While singing that hymn suddenly one by one the Indonesian pemudas disappeared and a British captain and some Ghurka plus some Dutch soldiers appeared and took us to the Cihapit-camp. We felt the eye of the Lord was on us and His Hand had rescued us and prevented that we were killed.

Three days before the above mentioned happened Gertie and Esther had to leave the Cihapit-camp and were taken to Singapore.

While in the Cihapit-camp we were urged by the Recovery of Allied Prisoners of War and Internees (RAPWI) to repatriate to S-Africa. On the 31st of December 1945 we went by a British plane a Dakota to Singapore and were very much surprised to see Gertie and Esther still in S'pore; after 6 weeks the 4 of us left by boat for Suez where the Red-Cross met us with much hospitality and provided us with clothes which we had to pay back when we were in S-Africa.

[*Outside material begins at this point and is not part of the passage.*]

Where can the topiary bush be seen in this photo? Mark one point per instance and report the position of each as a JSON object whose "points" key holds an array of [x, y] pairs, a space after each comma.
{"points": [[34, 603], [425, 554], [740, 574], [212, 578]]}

 There we were met by Fred Quick, one of the Workers, who came from Cairo to see us, and we went with him by train to Cairo for 5 days and went on by plane to S-Africa. Beginning 1948 we returned to Indonesia and settled in Bandung. Cobus Goossens was too weak to go into the Harvest field and Reindert Speyker went down with his ship Hms. De Ruyter who was sunk. Luckily Marcus Hendriks offered for the Work and together with Willem they laboured in Surabaya in the meantime we waited for the coming of Jozua van IJsseldijk who arrived in 1949.

After the Japanese surrender when life became rather normal again those who heard the Gospel in the camps and accepted it told:" Lain dulu, lain sekarang (=formerly it was different and now it is something else), now we can help ourselves!" But in the places we had gospel meetings there was great interest and in a school in Bandung a number of people of the Military Air force made their wise choice. Willem and Marcus laboured in Surabaya and when inviting people they came at a building and a man was sitting in front of the door it was the porter and servant and Willem asked: "Is the tuan in?"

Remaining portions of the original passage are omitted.